Hmmm.....sounds like hunger for more that a good smoke. He is straight, isn't he?
Who needs a free press when you have a ministry of truth?
“Surely something must be terribly wrong with a man who seems to be far more concerned with a Jew building a house in Israel than with a Muslim buildinga nuclear bomb in Iran.”
Burt Prelutsky,
Columnist
Freudian slip?
President Obama and his minions know full well a ubiquitous free press is a detriment to his goals.
Fixed.
HF
“cadre of correspondents hungry for excitement”
Excitement or excrement? The MSM, now like a mistress scorned, must continue to scrape and bow for the few crumbs of substance the Annointed One deigns to toss them. The karma, not to mention the irony, is pure poetry.
The press will get over it, and resume the fawning this summer, in hopes of forestalling the wipeout coming in November.
No formal WH press conference since July 22, 2009.
“the spoon is often empty of any sustenance”
It’s even worse when the spoon is full of poison.
Our worthless media will continue to fawn over the Kenyan for no other reason than self guilt.
I’m very close to dilligaf ville.
I honestly think that’s it in a nutshell right there.
You wanted him there, Milbank. You helped put him there, Thomasson. You didn’t do your damn jobs in reporting Obama’s true lack of experience and true stands on issues. You drank the Kool-Aid, and laughed at Sarah Palin while giving the less-experienced Obama a pass. I have no sympathy for the presstitutes. None.
You filled your own bitter cup, you sorry bastards. Drink it down. And I hope you choke on it the whole way.
}:-)4
“.....in a nation where a free and open press is a symbol of everything else we stand for.....”

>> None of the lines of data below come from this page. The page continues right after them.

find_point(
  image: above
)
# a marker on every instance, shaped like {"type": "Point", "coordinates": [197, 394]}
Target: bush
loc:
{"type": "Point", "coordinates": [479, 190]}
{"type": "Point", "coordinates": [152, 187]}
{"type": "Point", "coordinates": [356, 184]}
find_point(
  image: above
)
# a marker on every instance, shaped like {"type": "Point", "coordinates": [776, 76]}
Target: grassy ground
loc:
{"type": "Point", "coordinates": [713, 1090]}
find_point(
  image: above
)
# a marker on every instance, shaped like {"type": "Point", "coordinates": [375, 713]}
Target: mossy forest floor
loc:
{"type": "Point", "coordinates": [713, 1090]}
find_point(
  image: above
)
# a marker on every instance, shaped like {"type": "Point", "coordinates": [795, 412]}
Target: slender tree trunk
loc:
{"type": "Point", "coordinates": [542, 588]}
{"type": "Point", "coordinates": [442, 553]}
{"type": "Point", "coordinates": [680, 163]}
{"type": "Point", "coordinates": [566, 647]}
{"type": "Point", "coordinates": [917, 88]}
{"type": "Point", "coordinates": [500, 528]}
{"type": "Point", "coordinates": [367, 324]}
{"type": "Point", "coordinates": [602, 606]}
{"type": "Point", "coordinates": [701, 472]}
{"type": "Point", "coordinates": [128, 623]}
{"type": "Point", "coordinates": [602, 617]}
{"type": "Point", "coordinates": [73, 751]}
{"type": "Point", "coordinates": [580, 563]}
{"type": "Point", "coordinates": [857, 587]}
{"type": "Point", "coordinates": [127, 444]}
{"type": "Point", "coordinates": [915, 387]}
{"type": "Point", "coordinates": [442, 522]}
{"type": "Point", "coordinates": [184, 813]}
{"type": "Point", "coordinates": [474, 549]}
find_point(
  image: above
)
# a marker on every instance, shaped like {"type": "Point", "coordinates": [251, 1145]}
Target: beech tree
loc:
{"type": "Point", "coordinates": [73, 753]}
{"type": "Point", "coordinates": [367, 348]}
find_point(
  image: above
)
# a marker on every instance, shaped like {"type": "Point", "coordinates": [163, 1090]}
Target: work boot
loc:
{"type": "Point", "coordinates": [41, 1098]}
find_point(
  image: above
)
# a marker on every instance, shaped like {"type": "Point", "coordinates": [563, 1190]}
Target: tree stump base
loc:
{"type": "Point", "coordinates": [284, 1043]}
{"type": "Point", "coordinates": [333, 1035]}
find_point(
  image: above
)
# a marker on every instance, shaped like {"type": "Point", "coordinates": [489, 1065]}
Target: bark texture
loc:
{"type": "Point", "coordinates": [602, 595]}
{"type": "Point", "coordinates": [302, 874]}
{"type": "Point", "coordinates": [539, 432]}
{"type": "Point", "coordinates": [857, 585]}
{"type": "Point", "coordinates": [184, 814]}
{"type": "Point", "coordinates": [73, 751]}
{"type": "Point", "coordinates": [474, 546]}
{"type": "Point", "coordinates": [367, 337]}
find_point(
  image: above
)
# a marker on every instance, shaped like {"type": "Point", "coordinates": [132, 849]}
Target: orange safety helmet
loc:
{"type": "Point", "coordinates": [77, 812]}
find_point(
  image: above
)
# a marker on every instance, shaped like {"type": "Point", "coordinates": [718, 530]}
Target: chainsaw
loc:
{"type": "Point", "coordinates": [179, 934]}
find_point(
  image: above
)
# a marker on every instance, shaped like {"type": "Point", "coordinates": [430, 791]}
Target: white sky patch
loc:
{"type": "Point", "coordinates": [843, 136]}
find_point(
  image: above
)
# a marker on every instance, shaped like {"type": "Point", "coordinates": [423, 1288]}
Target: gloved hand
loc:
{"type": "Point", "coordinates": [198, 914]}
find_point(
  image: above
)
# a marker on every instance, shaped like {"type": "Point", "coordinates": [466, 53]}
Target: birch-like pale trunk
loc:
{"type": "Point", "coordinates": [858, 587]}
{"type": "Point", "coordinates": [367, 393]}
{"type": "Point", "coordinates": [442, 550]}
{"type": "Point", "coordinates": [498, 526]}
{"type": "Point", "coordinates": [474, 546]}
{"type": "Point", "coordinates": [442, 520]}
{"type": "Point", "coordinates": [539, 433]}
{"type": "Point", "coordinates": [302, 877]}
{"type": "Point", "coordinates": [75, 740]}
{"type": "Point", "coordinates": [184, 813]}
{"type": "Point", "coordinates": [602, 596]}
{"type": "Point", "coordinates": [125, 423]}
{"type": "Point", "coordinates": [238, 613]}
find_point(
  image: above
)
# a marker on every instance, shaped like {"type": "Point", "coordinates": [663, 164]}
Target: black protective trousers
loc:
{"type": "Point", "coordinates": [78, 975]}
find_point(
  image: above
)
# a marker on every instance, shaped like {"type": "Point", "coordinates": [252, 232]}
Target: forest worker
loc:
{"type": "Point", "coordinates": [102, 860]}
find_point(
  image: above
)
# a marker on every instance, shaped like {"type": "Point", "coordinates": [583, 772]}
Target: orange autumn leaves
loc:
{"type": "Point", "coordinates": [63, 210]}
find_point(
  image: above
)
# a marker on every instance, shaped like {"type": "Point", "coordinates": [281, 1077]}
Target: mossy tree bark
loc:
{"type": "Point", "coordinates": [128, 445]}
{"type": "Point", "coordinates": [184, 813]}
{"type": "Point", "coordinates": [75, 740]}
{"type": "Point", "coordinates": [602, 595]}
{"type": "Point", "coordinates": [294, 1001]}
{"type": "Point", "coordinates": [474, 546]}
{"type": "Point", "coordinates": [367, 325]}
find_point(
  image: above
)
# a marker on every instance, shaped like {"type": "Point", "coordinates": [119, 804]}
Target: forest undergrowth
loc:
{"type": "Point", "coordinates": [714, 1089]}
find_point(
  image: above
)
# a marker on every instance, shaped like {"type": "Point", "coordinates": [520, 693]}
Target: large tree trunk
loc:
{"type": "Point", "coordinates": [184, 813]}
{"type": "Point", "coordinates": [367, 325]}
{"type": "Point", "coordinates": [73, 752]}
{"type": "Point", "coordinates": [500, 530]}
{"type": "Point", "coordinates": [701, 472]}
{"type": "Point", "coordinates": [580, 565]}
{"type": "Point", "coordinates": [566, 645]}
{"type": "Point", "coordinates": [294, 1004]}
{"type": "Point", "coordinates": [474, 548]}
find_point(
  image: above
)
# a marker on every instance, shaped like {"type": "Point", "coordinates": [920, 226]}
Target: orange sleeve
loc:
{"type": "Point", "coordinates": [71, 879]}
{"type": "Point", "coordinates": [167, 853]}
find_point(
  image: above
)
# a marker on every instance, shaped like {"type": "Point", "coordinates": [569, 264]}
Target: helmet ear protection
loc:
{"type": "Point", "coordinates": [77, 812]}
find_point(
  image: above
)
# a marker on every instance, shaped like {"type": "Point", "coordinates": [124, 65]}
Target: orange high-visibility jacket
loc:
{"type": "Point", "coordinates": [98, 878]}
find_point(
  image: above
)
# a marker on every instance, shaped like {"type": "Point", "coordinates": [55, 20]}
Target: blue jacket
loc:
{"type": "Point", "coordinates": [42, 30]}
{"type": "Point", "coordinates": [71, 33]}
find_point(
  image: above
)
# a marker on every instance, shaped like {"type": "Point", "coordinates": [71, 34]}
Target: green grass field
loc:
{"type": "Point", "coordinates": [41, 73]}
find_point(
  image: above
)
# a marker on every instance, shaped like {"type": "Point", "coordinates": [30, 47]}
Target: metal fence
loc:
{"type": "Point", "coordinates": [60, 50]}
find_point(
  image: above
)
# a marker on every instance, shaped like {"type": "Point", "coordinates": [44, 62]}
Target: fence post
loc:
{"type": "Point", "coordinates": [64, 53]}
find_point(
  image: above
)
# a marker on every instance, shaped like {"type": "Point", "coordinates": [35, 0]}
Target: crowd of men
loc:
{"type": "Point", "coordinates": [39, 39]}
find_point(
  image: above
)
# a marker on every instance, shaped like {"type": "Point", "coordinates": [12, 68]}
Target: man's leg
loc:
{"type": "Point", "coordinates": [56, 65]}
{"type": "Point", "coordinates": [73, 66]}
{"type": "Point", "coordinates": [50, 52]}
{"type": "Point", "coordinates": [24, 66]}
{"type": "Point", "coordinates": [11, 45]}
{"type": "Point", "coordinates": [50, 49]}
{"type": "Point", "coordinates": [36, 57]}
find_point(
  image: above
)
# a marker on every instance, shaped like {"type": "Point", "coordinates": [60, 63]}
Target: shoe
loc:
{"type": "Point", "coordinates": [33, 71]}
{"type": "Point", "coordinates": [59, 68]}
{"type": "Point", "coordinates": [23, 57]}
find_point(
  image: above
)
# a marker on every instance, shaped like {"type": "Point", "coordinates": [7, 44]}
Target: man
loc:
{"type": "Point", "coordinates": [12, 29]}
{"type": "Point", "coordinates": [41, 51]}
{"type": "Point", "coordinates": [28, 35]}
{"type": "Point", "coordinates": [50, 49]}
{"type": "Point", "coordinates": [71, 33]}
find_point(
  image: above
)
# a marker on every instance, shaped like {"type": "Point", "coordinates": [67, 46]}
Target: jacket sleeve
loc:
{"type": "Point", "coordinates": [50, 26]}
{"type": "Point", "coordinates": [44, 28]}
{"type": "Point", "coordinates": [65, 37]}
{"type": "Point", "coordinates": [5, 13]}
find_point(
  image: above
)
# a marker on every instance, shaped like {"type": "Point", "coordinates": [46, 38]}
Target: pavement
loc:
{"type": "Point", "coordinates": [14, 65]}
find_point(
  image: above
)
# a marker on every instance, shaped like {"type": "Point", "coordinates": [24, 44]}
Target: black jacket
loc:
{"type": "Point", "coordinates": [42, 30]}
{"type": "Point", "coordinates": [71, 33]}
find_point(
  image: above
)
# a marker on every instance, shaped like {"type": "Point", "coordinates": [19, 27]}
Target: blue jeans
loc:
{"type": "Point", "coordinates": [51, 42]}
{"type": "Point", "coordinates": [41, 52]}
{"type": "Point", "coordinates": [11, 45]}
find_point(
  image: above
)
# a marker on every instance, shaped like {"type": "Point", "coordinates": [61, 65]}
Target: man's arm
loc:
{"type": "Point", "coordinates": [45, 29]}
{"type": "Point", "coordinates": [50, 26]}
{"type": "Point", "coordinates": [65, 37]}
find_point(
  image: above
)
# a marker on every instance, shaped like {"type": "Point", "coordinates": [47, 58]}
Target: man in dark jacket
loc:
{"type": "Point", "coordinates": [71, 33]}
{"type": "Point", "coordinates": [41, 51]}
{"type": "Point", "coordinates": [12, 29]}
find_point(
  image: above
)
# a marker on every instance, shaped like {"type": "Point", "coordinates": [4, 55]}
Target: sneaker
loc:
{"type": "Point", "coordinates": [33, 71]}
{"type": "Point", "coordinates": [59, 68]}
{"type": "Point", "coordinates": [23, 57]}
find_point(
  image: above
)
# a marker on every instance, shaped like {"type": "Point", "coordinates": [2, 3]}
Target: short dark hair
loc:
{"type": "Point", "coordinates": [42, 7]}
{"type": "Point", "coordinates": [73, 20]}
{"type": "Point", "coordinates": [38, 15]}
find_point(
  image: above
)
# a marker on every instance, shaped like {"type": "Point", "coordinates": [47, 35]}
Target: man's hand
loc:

__________________________________________________________
Yes folks, that was in the article. You people in the MSM actually believe this??? The MSM has enslaved itself to political ideologies. There is NO FREEDOM OF THE PRESS by their OWN doing.
bttt
There were many times I wish Bush had thrown some of the leftist reporters out of the press room and taken their press passes from them in front of all of their colleagues. Not sure it would have been the right thing to do but it would have been funny to watch. Sorta’ like sending the kid to the principal’s office.
Seriously, on my first press conference I would say “Any reporter purposely reporting a lie will lose his press pass. Any questions?”